Secret Server Cloud US Issues
Incident Report for Delinea
Postmortem

Title:
Secret Server Cloud (SSC) Issues in East US starting on April 3rd, 2024.

Impact:
Beginning on April 3rd, 2024, at approximately 7:52:40 PM ET, SSC customers would have started experiencing issues accessing their systems.

Issue:
On April 3rd, 2024, at approximately 7:52:40 PM ET, Azure SQL Databases in East US started experiencing issues. New connections to databases in this region may have resulted in an error or timeout. Existing connections remained available to accept new requests, however if those connections were terminated and re-established, they may have failed. Microsoft suspects that a potential deployment on their frontend gateways caused SQL database availability issues impacting customer connectivity. Microsoft worked to mitigate the issue by stopping the active rollout of their deployment.

Resolution:
At approximately 7:54 PM our monitoring systems started alerting regarding an issue. After initial triage, we estimated that roughly 25% of US based SSC customers were experiencing issues. At approximately 8:26 PM ET,  SC failover was initiated. However, due to an issue with the automated tool to perform failover, we began to manually perform failover, which increased our response and resolution time. At approximately 10:36 PM ET the  failover had completed, and all SSC systems were operational. Our engineers monitored the Azure incident and waited for it to be fully resolved before closing the incident on our side. At approximately 11:29 PM ET on April 3rd, 2024, the Azure team declared the incident mitigated. At approximately 3:56 AM ET on April 4th, 2024, a rollback to restore functionality in the primary East US region for SSC was completed.

Action Items:
1.    Investigate issues with tooling that facilitates automated failover.

To address this and prevent future occurrences:

IN PROGRESS – Improve failover automation tooling and capabilities.

Incident Start Time: April 3rd, 2024, 07:52:40 PM ET
Incident End Time: April 3rd, 2024, 11:29 PM ET

Posted Apr 05, 2024 - 14:49 EDT

Resolved
We’re pleased to inform you that the incident affecting the service(s) listed below has been resolved.
All systems are now operating normally.

We apologize for any inconvenience this incident may have caused, and we appreciate your understanding and support.

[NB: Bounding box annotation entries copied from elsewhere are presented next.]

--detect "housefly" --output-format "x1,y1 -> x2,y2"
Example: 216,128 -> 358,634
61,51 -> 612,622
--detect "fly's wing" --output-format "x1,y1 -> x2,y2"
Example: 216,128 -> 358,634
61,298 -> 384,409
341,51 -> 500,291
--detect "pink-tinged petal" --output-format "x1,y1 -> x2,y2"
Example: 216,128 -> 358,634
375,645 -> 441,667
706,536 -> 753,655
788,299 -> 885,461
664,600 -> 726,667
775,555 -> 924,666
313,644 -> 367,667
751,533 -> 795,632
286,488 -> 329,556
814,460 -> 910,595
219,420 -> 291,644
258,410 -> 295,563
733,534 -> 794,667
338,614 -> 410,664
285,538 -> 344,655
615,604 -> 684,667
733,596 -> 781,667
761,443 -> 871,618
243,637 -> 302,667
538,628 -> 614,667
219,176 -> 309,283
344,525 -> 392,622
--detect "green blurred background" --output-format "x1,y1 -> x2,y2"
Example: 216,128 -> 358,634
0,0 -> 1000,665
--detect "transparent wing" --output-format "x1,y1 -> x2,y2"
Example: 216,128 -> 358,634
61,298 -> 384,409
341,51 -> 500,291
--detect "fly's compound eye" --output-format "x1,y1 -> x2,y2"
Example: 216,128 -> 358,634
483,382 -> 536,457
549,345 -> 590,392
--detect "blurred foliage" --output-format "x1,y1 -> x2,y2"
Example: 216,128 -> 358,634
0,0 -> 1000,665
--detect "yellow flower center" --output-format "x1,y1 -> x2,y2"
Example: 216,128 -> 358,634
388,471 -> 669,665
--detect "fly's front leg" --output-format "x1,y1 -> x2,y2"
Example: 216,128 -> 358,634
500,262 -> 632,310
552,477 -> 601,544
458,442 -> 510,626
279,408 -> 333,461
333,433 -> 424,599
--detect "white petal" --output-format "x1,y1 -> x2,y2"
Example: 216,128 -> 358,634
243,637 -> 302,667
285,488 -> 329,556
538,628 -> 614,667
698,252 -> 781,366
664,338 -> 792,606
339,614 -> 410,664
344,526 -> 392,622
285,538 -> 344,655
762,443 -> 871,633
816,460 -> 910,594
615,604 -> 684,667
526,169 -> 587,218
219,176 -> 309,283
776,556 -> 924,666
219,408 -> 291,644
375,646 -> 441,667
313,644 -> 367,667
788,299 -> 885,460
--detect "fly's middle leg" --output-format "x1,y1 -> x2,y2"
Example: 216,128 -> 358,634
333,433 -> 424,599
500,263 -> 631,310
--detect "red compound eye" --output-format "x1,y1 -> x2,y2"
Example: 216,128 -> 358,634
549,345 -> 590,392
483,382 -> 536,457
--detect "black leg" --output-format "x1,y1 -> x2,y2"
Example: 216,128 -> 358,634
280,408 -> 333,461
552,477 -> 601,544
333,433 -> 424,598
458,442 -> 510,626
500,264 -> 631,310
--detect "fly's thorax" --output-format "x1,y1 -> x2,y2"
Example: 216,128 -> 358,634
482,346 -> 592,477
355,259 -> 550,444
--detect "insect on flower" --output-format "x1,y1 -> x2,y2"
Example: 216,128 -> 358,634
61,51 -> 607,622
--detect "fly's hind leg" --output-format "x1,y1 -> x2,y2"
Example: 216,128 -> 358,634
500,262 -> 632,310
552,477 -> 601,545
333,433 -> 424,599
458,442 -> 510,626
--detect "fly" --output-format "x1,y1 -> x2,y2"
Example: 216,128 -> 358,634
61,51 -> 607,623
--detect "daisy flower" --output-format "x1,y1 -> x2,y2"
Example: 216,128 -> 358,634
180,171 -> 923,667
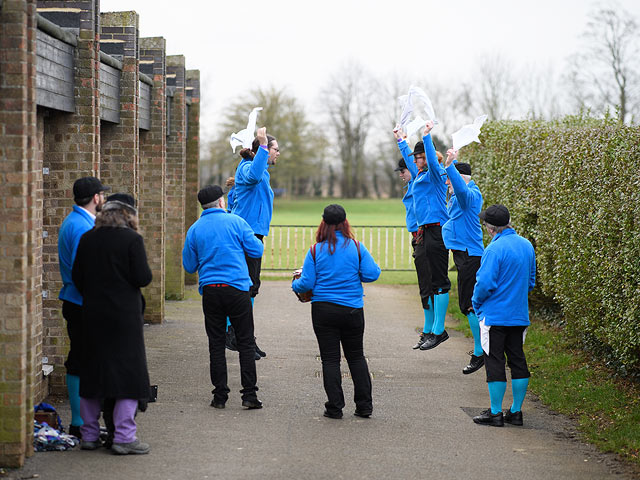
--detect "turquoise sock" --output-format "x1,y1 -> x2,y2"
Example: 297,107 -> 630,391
511,378 -> 529,413
67,374 -> 84,427
433,292 -> 449,335
487,382 -> 507,415
467,312 -> 483,357
422,299 -> 433,333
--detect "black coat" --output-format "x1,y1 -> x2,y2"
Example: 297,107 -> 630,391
72,227 -> 151,400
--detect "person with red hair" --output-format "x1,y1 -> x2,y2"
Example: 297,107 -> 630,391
292,204 -> 380,419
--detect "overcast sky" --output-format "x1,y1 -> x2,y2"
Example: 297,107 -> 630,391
100,0 -> 640,140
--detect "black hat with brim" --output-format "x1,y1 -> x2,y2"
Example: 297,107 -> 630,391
480,204 -> 511,227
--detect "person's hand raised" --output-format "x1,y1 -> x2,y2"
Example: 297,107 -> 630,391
256,127 -> 268,145
444,148 -> 458,168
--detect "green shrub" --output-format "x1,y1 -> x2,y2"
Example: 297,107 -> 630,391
460,117 -> 640,376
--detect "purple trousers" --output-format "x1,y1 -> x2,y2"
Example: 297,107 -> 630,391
80,397 -> 138,443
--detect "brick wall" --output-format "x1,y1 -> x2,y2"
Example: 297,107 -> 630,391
100,12 -> 140,197
138,37 -> 167,323
0,0 -> 38,466
165,55 -> 187,300
184,70 -> 200,285
38,0 -> 100,395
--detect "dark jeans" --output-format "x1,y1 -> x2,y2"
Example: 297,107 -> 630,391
62,300 -> 82,377
202,286 -> 258,403
311,302 -> 373,414
484,325 -> 531,382
244,233 -> 264,297
451,250 -> 481,315
413,225 -> 451,309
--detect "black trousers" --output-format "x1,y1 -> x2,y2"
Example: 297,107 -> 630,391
311,302 -> 373,414
412,225 -> 451,310
62,300 -> 82,377
202,286 -> 258,403
484,325 -> 531,382
244,233 -> 264,297
451,250 -> 481,315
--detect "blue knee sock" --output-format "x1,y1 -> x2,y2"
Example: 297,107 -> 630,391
487,382 -> 507,414
511,378 -> 529,413
467,312 -> 483,357
422,299 -> 433,333
433,292 -> 449,335
67,374 -> 84,427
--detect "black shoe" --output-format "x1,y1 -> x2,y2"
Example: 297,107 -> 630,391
69,425 -> 82,440
504,409 -> 522,426
411,332 -> 435,350
353,409 -> 371,418
473,409 -> 504,427
253,337 -> 267,357
322,410 -> 342,420
462,355 -> 484,375
242,398 -> 262,410
420,330 -> 449,350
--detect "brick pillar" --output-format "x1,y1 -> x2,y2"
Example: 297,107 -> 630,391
138,37 -> 167,323
100,12 -> 139,197
184,70 -> 199,285
38,0 -> 100,395
165,55 -> 187,300
0,0 -> 40,467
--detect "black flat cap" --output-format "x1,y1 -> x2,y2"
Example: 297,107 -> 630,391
198,185 -> 224,205
480,204 -> 511,227
322,203 -> 347,225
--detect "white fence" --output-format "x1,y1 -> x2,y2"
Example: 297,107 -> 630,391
262,225 -> 415,272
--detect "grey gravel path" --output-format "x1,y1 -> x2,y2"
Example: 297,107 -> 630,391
8,281 -> 634,480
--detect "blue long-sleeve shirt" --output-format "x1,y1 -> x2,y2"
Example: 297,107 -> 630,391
291,232 -> 380,308
442,164 -> 484,257
398,134 -> 449,226
58,205 -> 96,305
182,208 -> 264,294
471,228 -> 536,326
231,147 -> 273,235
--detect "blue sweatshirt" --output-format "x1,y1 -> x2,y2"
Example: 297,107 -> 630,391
471,228 -> 536,326
58,205 -> 96,305
182,208 -> 264,294
398,135 -> 449,226
231,147 -> 273,235
442,164 -> 484,257
291,232 -> 380,308
402,178 -> 418,232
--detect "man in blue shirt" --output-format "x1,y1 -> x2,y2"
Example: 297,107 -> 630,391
182,185 -> 264,409
58,177 -> 110,438
442,149 -> 484,374
472,205 -> 536,427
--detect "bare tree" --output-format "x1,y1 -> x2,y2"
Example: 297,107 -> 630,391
567,3 -> 640,123
321,62 -> 378,198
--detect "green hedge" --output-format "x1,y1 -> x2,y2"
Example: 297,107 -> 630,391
460,117 -> 640,377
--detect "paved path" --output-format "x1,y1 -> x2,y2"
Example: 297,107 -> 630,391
11,281 -> 633,480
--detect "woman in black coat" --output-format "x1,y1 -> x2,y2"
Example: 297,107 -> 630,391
72,194 -> 151,454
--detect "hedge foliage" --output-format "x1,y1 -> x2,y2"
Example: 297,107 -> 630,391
460,117 -> 640,378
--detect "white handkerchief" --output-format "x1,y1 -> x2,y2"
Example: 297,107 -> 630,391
229,107 -> 262,153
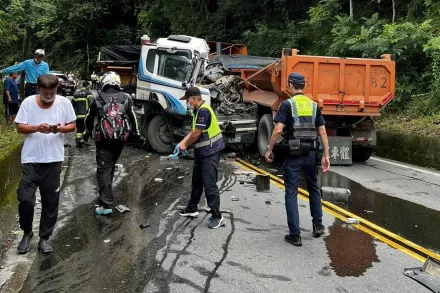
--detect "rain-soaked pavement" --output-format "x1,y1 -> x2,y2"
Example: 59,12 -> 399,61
0,138 -> 440,293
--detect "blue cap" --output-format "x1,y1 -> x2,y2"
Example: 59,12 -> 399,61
288,72 -> 306,84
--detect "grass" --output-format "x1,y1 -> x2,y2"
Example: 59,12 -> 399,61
375,114 -> 440,138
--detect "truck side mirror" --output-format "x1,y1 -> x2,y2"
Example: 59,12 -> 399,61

For any questions or concerns, please reach out to our support team at https://support.delinea.com.
Posted Apr 04, 2024 - 00:51 EDT
Monitoring
We wanted to provide you with an update on the incident affecting the service(s) listed below.

A subset of customers are coming back online. We are continuing to monitor the incident and will provide updates as warranted.

For any questions or concerns, please reach out to our support team at https://support.delinea.com.
Posted Apr 03, 2024 - 21:43 EDT
Identified
We wanted to provide you with an update on the incident affecting the service(s) listed below.

Our team has been working diligently to address the issue, and we have made significant progress.
We appreciate your continued patience and support as we work to fully restore normal service.

For any questions or concerns, please reach out to our support team at https://support.delinea.com.
Posted Apr 03, 2024 - 21:36 EDT
Investigating
We are currently investigating issues in Secret Server Cloud US
Posted Apr 03, 2024 - 20:30 EDT
This incident affected: US (Secret Server Cloud).